Sherwood-Randall insisted that President Joe Biden's administration will continue to use all available tools to "vigorously counter the deadly scourge of fentanyl and other narcotics that are killing so many Americans."
And that means collaborating closely with Mexico, where most of the fentanyl that enters the country comes from.
According to Washington, Mexican cartels negotiate the sale and import of chemicals from China with which they manufacture this opioid.
The fentanyl crisis has led a group of US Republican congressmen months ago to request that cartels be designated as "terrorist" groups in order to combat them wherever they are.
Mexico protested and, after comings and goings of authorities, the diplomatic gale subsided.

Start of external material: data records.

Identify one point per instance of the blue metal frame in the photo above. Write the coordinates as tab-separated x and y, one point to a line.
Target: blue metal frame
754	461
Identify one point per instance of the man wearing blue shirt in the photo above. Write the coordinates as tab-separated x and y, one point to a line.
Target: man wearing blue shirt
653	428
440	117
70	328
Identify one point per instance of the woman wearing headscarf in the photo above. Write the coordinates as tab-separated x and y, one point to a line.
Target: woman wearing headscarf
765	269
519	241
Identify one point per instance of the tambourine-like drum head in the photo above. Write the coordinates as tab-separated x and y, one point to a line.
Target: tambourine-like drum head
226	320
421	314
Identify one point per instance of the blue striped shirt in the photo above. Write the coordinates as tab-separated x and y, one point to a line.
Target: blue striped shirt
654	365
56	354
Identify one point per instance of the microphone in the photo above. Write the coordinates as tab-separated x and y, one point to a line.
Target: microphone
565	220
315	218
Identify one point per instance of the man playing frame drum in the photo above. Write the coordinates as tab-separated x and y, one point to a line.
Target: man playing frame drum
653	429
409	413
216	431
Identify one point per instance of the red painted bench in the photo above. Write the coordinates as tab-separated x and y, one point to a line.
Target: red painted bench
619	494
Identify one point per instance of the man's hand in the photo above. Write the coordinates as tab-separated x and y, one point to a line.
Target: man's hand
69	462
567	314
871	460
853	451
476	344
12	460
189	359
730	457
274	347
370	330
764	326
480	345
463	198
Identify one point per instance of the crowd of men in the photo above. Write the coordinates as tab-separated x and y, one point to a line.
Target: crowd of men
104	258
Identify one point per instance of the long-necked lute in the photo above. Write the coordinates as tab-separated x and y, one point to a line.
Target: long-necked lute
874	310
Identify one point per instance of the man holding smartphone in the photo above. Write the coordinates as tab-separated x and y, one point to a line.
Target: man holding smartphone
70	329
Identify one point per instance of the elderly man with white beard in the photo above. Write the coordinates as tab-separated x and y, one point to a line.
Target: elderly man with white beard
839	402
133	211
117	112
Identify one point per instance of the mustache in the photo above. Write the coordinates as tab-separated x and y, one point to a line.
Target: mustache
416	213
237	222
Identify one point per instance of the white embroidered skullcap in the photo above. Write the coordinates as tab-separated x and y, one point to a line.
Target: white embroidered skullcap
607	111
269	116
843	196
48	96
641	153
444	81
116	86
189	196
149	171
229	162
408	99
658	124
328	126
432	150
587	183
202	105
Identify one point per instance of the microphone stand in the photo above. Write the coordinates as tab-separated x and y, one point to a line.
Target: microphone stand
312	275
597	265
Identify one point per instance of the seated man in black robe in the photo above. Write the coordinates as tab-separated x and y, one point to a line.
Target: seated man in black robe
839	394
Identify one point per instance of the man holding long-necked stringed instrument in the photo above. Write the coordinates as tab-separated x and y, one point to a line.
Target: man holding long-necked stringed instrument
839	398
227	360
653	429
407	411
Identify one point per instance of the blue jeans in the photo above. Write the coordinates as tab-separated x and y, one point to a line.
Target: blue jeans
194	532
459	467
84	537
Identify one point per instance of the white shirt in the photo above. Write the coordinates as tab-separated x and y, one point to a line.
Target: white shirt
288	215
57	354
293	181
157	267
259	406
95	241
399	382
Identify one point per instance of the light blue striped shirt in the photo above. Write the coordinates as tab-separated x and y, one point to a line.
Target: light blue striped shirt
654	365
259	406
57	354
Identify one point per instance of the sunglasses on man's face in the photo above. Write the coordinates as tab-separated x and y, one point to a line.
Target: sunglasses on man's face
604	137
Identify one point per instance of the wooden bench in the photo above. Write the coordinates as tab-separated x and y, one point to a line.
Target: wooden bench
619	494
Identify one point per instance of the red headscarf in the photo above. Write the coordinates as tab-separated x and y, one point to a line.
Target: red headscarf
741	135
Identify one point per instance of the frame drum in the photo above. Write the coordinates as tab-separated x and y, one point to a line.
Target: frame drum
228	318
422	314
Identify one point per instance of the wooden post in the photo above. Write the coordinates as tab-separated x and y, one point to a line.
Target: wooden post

Mexico is one of more than 80 countries in the global coalition against synthetic drugs.
This Friday, the US government had words of praise for the US and Mexican security forces, as well as the military.
Many of them "have given their lives in the pursuit of justice," Garland said.
"We will always be grateful to them for their brave and tireless efforts," added the National Security Advisor.
The arrest operation of Ovidio Guzmán in January alone left 29 dead, including 10 soldiers and 19 alleged criminals, when members of the Sinaloa Cartel tried to rescue their boss.
DEA and government officials accuse the Sinaloa Cartel of acting with excessive brutality.
In April, Garland explained that his contempt for life is such that "Los Chapitos" fed pet tigers with "some of their victims, dead or alive."